Be wary of commodities indexes

If you want to own commodities in your portfolio, ETFs are the way to go. Buying a commodity ETF is cheaper and much less risky than venturing into the futures markets, where most commodities are traded. Just be aware that creating ETFs for commodities is trickier than it is for stocks, and that can impact returns.

A few ETFs that track commodities, notably streetTracks Gold Shares (GLD), iShares COMEX Gold Trust (IAU) and iShares Silver Trust (SLV), actually hold the commodities and offer shareholders fractional ownership of their stash. Returns for these ETFs are pretty straightforward and predictable.

But for most types of commodities (think crude oil or cattle), taking physical possession of the commodity isn't practical. Instead, ETFs use derivatives, usually futures contracts, to reproduce the returns of a commodity or commodities index.

These strategies are relatively new, and there are still a lot of kinks to work out. There have been wide short-term divergences between the performance of some commodities, particularly crude oil, and the ETFs that track them. For example, the United States Oil fund (USO) fell 23% from its April 10, 2006, launch through the end of 2006, while the price of crude in key markets fell only 11%.

In essence, investors bid up the price of oil-futures contracts, and the ETF was forced to buy them at a premium to the price of oil in the market. When those futures contracts expired, they paid off at the lower market rate—a money-losing proposition for U.S. Oil and other commodity ETFs that had large oil-futures holdings.
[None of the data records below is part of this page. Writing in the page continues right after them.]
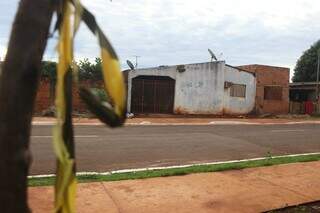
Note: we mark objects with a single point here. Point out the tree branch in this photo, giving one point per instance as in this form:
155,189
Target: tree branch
18,85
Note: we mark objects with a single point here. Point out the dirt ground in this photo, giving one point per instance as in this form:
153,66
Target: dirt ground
313,207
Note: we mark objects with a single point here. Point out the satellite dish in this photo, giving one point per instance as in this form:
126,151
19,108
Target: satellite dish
130,65
212,55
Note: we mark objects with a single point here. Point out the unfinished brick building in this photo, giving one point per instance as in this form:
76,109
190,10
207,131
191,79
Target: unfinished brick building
272,84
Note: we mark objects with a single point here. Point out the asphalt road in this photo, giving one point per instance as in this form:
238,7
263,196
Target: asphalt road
101,149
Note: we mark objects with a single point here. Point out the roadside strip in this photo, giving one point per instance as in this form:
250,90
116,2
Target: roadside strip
147,123
126,174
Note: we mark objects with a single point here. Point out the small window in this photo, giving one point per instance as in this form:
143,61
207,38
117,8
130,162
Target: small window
238,90
272,93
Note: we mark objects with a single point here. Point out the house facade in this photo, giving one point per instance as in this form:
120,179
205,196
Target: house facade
272,95
201,88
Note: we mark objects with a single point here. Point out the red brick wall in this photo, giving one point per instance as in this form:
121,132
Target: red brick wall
270,76
43,96
44,99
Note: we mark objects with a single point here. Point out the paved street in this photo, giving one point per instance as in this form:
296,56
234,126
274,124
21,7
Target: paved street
103,149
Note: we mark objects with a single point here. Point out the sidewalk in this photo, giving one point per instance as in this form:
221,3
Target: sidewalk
185,121
249,190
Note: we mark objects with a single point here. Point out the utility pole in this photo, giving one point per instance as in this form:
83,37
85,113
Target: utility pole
317,88
136,56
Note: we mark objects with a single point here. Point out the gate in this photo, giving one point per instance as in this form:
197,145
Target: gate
152,94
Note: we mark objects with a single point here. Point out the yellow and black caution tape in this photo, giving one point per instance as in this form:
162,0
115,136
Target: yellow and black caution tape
112,113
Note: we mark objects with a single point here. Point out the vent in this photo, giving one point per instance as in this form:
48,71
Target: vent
181,68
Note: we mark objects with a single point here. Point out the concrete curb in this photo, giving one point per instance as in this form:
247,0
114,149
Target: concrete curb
147,123
174,167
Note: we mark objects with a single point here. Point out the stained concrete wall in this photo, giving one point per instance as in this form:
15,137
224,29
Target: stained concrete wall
200,88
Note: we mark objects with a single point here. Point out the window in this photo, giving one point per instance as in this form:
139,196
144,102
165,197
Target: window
238,90
272,93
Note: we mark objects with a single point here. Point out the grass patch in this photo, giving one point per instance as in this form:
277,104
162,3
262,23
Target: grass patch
270,161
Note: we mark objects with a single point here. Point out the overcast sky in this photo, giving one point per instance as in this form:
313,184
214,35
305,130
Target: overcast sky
167,32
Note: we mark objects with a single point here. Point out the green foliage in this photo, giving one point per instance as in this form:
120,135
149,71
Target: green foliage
101,94
45,181
87,70
49,70
90,71
306,67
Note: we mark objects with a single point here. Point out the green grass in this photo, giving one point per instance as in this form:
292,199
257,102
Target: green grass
270,161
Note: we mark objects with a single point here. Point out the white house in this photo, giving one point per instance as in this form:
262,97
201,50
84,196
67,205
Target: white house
202,88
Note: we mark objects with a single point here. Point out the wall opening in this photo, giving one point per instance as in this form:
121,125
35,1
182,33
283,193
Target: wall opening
238,90
272,93
152,94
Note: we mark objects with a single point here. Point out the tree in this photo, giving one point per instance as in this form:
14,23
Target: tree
306,67
18,84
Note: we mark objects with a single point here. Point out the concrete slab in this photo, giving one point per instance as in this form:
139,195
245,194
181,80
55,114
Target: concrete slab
91,198
249,190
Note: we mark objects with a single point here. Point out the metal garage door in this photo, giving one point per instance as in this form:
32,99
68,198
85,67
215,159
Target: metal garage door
152,94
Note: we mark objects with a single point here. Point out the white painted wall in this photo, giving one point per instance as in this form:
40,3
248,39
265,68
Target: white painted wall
200,89
238,105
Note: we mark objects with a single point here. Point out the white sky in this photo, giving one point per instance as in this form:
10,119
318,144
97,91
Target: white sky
168,32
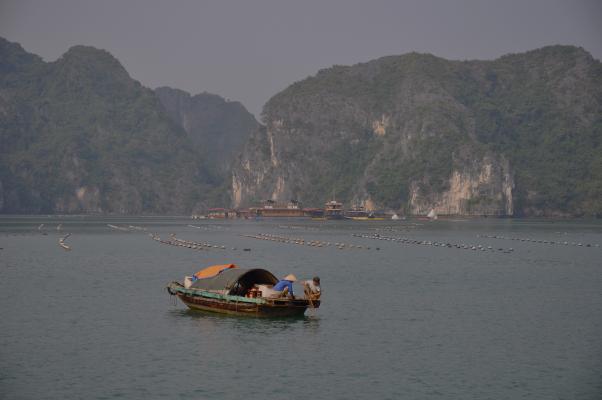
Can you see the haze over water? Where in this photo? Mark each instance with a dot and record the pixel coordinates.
(405, 321)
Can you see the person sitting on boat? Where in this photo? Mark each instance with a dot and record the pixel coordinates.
(312, 288)
(285, 285)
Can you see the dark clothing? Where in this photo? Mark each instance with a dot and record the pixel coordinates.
(282, 284)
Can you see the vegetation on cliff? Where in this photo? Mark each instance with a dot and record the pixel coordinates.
(79, 135)
(395, 130)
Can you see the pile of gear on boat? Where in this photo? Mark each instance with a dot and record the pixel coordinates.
(282, 289)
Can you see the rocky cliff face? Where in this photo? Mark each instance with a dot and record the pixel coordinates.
(218, 128)
(79, 135)
(416, 132)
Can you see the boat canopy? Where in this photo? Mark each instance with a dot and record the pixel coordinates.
(236, 281)
(213, 270)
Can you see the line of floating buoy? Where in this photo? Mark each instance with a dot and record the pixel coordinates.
(174, 241)
(298, 227)
(304, 242)
(540, 241)
(207, 227)
(463, 246)
(118, 228)
(63, 244)
(397, 229)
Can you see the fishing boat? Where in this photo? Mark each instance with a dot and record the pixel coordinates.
(232, 290)
(333, 210)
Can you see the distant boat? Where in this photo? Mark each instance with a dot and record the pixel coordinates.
(231, 290)
(333, 210)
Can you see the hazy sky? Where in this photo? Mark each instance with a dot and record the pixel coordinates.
(249, 50)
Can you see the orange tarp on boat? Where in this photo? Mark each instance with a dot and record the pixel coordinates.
(213, 270)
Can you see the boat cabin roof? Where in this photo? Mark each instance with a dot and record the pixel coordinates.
(236, 280)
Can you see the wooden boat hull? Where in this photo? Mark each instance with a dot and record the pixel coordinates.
(237, 305)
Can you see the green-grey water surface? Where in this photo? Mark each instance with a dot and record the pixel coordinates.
(520, 320)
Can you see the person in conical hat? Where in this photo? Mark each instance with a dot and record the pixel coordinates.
(285, 285)
(312, 288)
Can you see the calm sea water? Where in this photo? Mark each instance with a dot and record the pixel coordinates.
(405, 320)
The price of oil futures relative to market prices is not as high today as it was then. But investors should be aware that the more complex ETFs become, the more things can go wrong. Your safest bets are precious-metals ETFs that actually own the underlying commodities or mutual funds that track an index of natural resources stocks, such as the Energy Select Sector SPDR (XLE).
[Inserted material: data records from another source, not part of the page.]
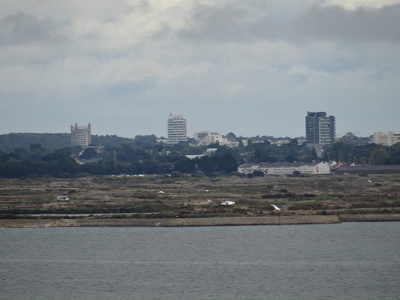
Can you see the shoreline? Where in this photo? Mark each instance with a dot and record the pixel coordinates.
(193, 222)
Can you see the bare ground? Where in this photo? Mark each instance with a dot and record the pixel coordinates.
(201, 197)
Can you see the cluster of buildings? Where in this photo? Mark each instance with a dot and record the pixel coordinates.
(81, 135)
(320, 132)
(384, 139)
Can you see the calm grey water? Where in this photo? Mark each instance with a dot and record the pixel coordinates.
(341, 261)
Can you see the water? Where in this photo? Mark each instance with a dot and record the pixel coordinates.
(341, 261)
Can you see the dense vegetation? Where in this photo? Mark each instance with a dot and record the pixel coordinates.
(143, 155)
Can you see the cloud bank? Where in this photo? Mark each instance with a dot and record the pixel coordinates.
(253, 67)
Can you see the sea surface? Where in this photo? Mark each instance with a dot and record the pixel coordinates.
(338, 261)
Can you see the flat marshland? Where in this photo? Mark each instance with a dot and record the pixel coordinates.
(191, 197)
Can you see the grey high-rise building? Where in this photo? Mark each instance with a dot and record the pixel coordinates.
(176, 129)
(81, 135)
(320, 128)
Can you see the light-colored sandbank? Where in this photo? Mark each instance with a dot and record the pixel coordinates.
(181, 222)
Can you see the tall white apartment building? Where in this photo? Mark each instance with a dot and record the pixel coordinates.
(81, 135)
(320, 128)
(176, 129)
(384, 139)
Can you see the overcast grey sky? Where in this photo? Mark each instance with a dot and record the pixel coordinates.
(251, 67)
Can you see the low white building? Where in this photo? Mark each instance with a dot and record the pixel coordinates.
(286, 168)
(384, 139)
(205, 138)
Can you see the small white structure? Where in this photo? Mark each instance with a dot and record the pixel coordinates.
(275, 207)
(286, 168)
(228, 203)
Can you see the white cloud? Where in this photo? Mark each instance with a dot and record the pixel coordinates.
(249, 67)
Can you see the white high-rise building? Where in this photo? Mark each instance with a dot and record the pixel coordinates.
(320, 128)
(176, 129)
(81, 135)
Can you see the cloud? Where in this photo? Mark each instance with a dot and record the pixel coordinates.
(22, 28)
(358, 25)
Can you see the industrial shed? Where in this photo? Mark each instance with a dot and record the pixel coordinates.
(286, 168)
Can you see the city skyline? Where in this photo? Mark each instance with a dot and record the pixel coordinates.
(252, 68)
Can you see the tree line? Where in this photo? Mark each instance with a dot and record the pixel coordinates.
(143, 155)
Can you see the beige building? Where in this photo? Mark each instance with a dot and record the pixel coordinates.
(384, 139)
(206, 138)
(81, 135)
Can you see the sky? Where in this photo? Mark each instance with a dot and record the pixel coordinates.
(251, 67)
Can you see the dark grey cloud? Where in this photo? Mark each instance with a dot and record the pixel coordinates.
(240, 24)
(22, 28)
(362, 24)
(230, 23)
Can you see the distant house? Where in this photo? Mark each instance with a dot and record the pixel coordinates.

Don't assume all ETFs are tax-efficient

Because of the way they are structured, ETFs are less likely than mutual funds to saddle their owners with capital-gains taxes. But that doesn't mean ETF investors are immune to taxes. Investors in non-stock ETFs need to pay particularly close attention to tax issues.

Consider precious-metals ETFs. Gold and silver are considered collectibles, so gains in the streetTracks and iShares gold funds and the iShares silver fund are taxed at the 28% rate, rather than the 15% long-term rate for stock investments. But if you buy PowerShares DB Gold (DGL), which invests in gold via futures contracts, 60% of your gains will be taxed at the long-term rate and 40% taxed at your marginal tax rate. One additional wrinkle: Gains on the streetTracks gold and iShares silver funds aren't taxed until you sell the shares. But gains on the PowerShares DB Gold fund's futures holdings are taxed every year, even if you don't sell the shares.

If you think there will be tax issues surrounding an ETF or mutual fund, it's better to hold it in a tax-deferred retirement account, if you can. Otherwise, carefully study the prospectus, which usually details tax issues that investors could face. It's always a good idea to read the prospectus before buying, even if you're not concerned about taxes, because it usually spells out other potential risks as well.